Claire spent many years in the food industry within the field of product development and food nutrition. Before her fondness for a soft and creamy blue cheese led her to practicing and devising a recipe for her now-famous Burts Blue. Having no family farm to draw milk from Claire, had to buy in milk from local farms and pretty quickly she had to develop her cellar into a cheese-making room, before moving to more well suited premises locally.
Each Burts Baby Blue Goat cheese is made with pasteurised goats milk and vegetarian rennet and is formed into small basket shaped mounds, a larger cutting cheese is also available. Penicillium Roqueforti, a natural blue mould, originally found in the caves at Roquefort in France and is added to the milk thus producing the distinctive blueing within the cheese.

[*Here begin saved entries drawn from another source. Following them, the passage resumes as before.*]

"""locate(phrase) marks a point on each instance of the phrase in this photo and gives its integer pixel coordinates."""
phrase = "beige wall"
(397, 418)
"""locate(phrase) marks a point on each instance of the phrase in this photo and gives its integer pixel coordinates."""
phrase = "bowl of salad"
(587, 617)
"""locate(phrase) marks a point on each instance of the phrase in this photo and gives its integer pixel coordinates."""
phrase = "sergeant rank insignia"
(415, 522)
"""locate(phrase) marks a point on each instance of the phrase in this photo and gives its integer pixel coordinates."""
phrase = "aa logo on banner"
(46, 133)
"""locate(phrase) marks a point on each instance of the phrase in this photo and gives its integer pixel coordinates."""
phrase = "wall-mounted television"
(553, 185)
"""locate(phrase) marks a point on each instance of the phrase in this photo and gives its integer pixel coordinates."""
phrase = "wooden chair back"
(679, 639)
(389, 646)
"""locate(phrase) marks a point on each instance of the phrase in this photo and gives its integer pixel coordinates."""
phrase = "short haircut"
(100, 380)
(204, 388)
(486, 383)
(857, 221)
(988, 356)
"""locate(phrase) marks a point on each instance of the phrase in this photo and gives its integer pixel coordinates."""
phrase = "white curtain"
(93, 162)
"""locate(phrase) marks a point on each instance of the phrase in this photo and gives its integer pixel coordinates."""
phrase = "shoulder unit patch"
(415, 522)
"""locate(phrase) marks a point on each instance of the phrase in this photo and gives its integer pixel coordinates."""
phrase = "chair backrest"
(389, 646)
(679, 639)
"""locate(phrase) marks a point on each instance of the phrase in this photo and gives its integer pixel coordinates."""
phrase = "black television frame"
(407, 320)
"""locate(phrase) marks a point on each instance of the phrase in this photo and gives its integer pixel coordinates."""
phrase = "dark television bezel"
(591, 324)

The magic really begins when each cheese is pierced by hand to allow oxygen to reach the interior, where small pockets of blue form in the creamy paste. As the cheese matures the rich paste or body of the cheese begins to break down, slightly, giving it that open texture making it such a distinctive cheese. The blueing Roqueforti spores also develop on the outside of the cheese giving it that sometimes dusty rind which is quite edible.
Burts Baby Blue Goat has a rich and creamy texture and a smooth, tangy and slightly salty taste that will stay on the tongue for quite some time. It’s best accompanied by a fruit jelly or Quince paste and maybe even a drizzle of local honey on a water biscuit or a Scottish Oatcake.